Carrier Interest in SDN, NFV Slows Switch, Router Spending

By Jeffrey Burt  |  Posted 2014-05-31
networking Ethernet

Carrier Interest in SDN, NFV Slows Switch, Router Spending

Service providers' interest in software-defined networking and network-functions virtualization may be impacting sales of traditional networking gear, including switches and routers, according to Infonetics Research analysts.

In a recent report, the analysts pointed to this "SDN hesitation" as a key reason behind the slow growth of network router and switch sales to service providers in the first three months of the year.

"Last quarter, we identified the 'SDN hesitation,' where we believe the enormity of the coming software-defined networking and network functions virtualization (NFV) transformation is making carriers be more cautious with their spending," Michael Howard, principal analyst for carrier networks and co-founder of Infonetics, said in a statement. "This hesitation reared its head in the first quarter of 2014, where global service provider router and switch revenue increased only 2 percent from the year-ago quarter."

Service provider interest in SDN and NFV continues to be high. An earlier report by Infonetics found that 97 percent of carriers surveyed by the analyst firm plan to deploy SDN in their networks at some point, and 93 plan to implement NFV. However, according to the latest survey released May 28, service providers are holding back some of the money they spend on routers and switches as they prepare to invest in SDN and NFV.

"We believe the current generation of high-capacity edge and core routers can be nursed along for a while as the detailed steps of the SDN-NFV transformation are defined by each service provider—and many of the largest operators in the world are involved, including AT&T, BT, Deutsche Telekom, Telefónica, NTT, China Telecom, and China Mobile," Howard said. "And there is intensifying focus on multiple CDNs (content delivery networks) and smart traffic management across various routes and alternative routes to make routers and optical gear cooperate more closely."

SDN has been a growing focus in the networking world for the past several years, as organizations dealing with rapidly changing business demands—due to such trends as cloud computing, mobility, bring-your-own-device (BYOD) and big data—are looking for ways to make their networks more flexible, dynamic and automated. SDN calls for the decoupling of the network intelligence from the underlying hardware and putting it into software.

Meanwhile, service providers have been the driving force behind NFV, in which networking tasks like load balancing, firewalls and intrusion detection also are taken out of the switches and routers and made into software-based services.

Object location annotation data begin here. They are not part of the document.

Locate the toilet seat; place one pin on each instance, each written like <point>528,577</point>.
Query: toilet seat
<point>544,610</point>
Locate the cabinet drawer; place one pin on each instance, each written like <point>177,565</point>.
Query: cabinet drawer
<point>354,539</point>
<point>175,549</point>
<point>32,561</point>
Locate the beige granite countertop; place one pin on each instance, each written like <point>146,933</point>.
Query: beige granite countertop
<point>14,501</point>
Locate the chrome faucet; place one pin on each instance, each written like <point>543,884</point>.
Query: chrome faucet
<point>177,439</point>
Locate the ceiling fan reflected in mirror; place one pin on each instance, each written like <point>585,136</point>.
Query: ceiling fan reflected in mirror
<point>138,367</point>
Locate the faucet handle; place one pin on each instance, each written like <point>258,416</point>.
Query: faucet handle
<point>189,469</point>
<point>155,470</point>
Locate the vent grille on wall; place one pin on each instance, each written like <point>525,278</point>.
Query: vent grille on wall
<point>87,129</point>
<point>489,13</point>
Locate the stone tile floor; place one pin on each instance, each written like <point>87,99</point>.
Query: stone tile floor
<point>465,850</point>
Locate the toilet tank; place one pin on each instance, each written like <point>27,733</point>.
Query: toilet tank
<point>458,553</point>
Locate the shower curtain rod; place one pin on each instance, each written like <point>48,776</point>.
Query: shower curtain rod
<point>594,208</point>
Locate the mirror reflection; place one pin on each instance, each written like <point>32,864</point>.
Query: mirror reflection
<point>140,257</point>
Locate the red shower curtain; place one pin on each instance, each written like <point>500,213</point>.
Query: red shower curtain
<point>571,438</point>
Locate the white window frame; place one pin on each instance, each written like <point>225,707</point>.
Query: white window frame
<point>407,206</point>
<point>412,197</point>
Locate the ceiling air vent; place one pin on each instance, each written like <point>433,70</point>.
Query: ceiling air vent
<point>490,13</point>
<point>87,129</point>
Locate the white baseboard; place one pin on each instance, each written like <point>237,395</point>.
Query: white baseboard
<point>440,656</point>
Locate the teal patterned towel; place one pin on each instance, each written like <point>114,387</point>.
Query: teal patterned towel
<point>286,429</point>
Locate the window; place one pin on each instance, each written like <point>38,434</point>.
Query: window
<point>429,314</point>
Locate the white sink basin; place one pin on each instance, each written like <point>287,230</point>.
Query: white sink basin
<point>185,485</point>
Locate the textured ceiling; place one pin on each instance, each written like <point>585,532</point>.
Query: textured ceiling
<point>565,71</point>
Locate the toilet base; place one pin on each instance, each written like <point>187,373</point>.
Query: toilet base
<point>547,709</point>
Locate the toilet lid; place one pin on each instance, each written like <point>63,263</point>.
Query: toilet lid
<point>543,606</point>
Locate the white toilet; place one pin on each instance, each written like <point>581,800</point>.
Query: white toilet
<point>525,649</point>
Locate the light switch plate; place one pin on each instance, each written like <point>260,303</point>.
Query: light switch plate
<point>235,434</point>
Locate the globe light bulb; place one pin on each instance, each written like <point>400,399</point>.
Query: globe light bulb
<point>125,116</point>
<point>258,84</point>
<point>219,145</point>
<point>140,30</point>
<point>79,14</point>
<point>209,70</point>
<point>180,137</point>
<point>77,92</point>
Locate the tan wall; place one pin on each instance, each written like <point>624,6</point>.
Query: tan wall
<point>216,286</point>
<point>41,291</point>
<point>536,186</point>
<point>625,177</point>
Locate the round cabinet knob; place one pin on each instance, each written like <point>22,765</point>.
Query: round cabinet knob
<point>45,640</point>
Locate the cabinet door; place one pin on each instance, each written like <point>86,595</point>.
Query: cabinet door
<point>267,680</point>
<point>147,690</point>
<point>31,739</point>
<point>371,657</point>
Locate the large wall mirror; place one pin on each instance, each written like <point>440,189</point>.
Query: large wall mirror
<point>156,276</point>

Service providers and network operators are seeing rising competition from such over-the-top (OTT) threats as Google and Skype, and are looking for ways to not only reduce capital and operating expenses, but also to spin out services for customers more quickly. Over the years, they have built up legacy infrastructures that are unwieldy, based on expensive proprietary hardware and time-consuming to program, leading to long service development cycles. Web companies like Google, unhampered by such legacy infrastructures, have created networks that can respond rapidly to the changing demands from increasing mobile users, putting pressure on the traditional telecoms.

Editors note: This story has been changed to better reflect Infonetics' viewpoint that service providers are interested in SDN and NFV, and that that interest could be causing sales of traditional switches and routers to slow.

Carrier Interest in SDN, NFV Slows Switch, Router Spending

A specifications group within the European Telecommunications Standards Institute (ETSI) since 2012 has released a number of papers about NFV, including definitions and use cases. Kelly Herrell, vice president of software at Brocade and former CEO of Vyatta—and SDN and NFV vendor Brocade bought in 2012—said in a recent interview with eWEEK that service providers and carriers are actively investigating and testing NFV concepts, though they are still waiting for SDN to become better defined.

"[NFV] is far more mature" than SDN, Herrell said. "It's modular and much more easy to consume."

Analysts are expecting big things out of SDN. Transparency Market Research has said the SDN market could hit $3.52 billion by 2018. Infonetics researchers late last year said it expects the SDN market to hit $3.1 billion by 2017, and that by that year, 10 percent of all Ethernet switches will be used in SDN environments.

According to Infonetics' numbers released May 28, the worldwide carrier switch and router market—which includes IP edge and core routers and carrier Ethernet switches—grew 2 percent in the first quarter over the same period last year, to $3.2 billion. Cisco Systems remained the top vendor, followed by Juniper Networks, Alcatel-Lucent and Huawei Technologies. The analysts said they expect the edge router market to grow 4.3 percent over the next five years, while the core router business will increase 2.9 percent and carrier Ethernet switches 0.7 percent.

While analysts are expecting SDN to become a formidable market, researchers also are noting that SDN is still in its early stages. In a survey released late last year, QuinStreet Enterprise—publisher of eWEEK—found that while SDN is still getting a lot of attention from vendors and the media, it remains an emerging technology that will take some time before gaining widespread adoption in data centers. The survey, "2014 Data Center Outlook: Data Center Transformation—Where Is Your Enterprise?" found that while SDN is a point of conversation in many organizations, they're holding off on adopting it right now.